Provably Efficient Convergence of Primal-Dual Actor-Critic with Nonlinear Function Approximation
This provides a theoretical foundation for efficient actor-critic methods in reinforcement learning, applicable to scenarios like multi-agent RL, though it is incremental as it builds on existing primal-dual frameworks.
The paper tackles the convergence of actor-critic algorithms with nonlinear function approximation in a nonconvex-nonconcave primal-dual setting, achieving a provably efficient convergence rate of O(√(ln(N d G²)/N)) under Markovian sampling and demonstrating empirical validation on OpenAI Gym tasks.
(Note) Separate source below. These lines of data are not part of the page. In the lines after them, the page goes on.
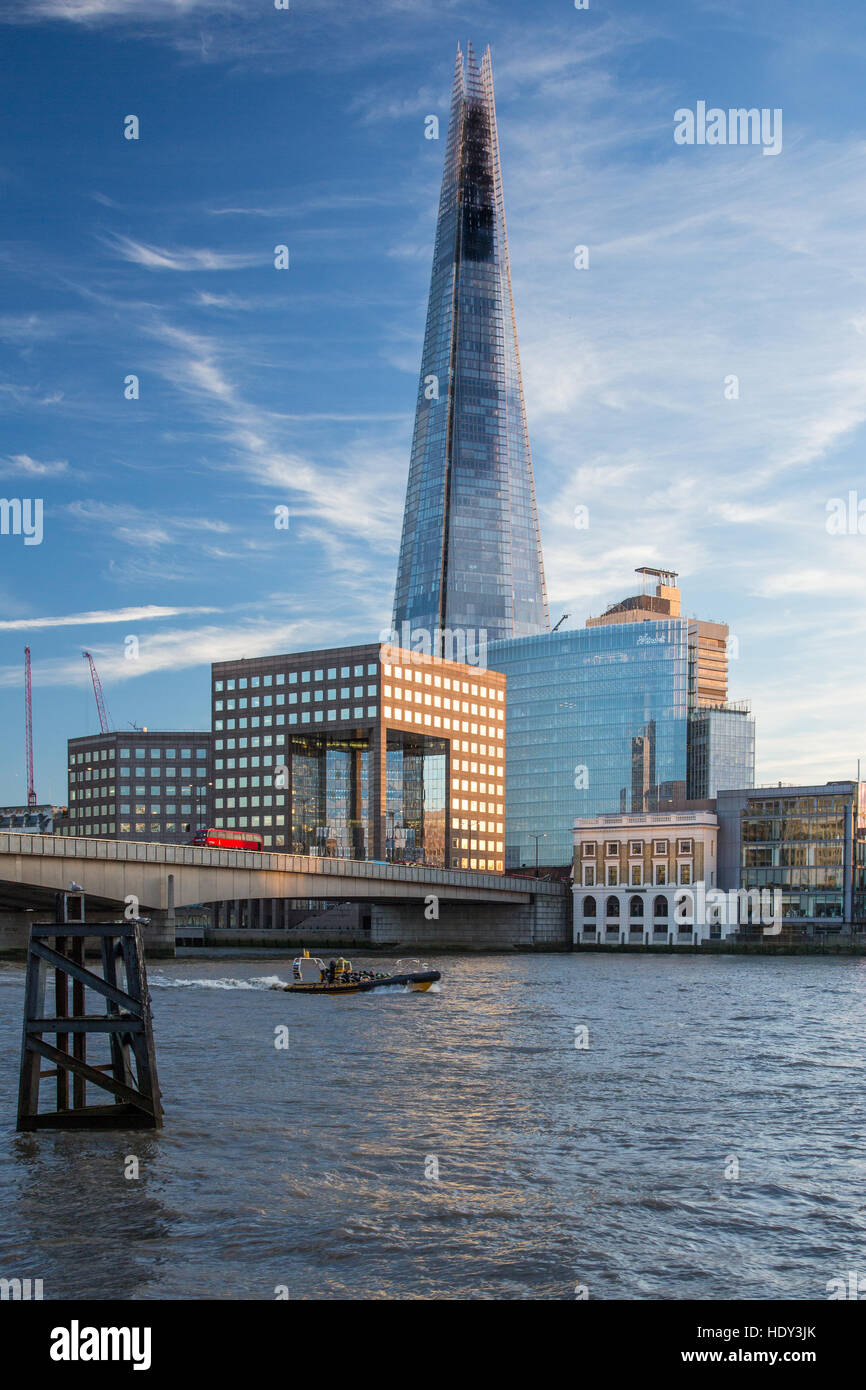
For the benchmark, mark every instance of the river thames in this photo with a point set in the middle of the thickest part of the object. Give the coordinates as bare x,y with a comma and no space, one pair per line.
546,1127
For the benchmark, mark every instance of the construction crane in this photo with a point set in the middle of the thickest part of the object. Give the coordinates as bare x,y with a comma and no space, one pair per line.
28,729
104,724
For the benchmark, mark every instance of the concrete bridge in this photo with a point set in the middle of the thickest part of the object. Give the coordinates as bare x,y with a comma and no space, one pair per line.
412,905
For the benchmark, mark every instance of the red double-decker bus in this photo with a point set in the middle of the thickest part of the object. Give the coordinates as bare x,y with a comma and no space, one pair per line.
230,838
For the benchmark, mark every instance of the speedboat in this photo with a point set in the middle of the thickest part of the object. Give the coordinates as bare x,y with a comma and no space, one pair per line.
310,975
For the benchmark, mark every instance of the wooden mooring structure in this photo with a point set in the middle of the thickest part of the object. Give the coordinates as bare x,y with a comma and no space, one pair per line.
129,1076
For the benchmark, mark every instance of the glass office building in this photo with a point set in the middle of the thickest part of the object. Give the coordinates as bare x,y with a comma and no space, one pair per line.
806,841
720,749
363,752
470,556
597,723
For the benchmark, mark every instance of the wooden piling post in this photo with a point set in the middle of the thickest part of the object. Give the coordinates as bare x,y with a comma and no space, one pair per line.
131,1075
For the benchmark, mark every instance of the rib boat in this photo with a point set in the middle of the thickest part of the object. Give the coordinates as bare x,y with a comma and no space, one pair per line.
310,975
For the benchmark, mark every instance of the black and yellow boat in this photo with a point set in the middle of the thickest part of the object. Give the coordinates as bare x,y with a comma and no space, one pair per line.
313,976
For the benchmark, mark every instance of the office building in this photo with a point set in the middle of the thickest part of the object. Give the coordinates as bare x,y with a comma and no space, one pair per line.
141,786
808,841
720,749
470,556
597,723
363,752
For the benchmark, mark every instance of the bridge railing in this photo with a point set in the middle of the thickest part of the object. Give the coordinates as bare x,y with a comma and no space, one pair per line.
88,847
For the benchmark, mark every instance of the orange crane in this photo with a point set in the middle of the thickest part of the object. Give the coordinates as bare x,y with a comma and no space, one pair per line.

We study the convergence of the actor-critic algorithm with nonlinear function approximation under a nonconvex-nonconcave primal-dual formulation. Stochastic gradient descent ascent is applied with an adaptive proximal term for robust learning rates. We show the first efficient convergence result with primal-dual actor-critic with a convergence rate of $\mathcal{O}\left(\sqrt{\frac{\ln \left(N d G^2 \right)}{N}}\right)$ under Markovian sampling, where $G$ is the element-wise maximum of the gradient, $N$ is the number of iterations, and $d$ is the dimension of the gradient. Our result is presented with only the Polyak-Łojasiewicz condition for the dual variables, which is easy to verify and applicable to a wide range of reinforcement learning (RL) scenarios. The algorithm and analysis are general enough to be applied to other RL settings, like multi-agent RL. Empirical results on OpenAI Gym continuous control tasks corroborate our theoretical findings.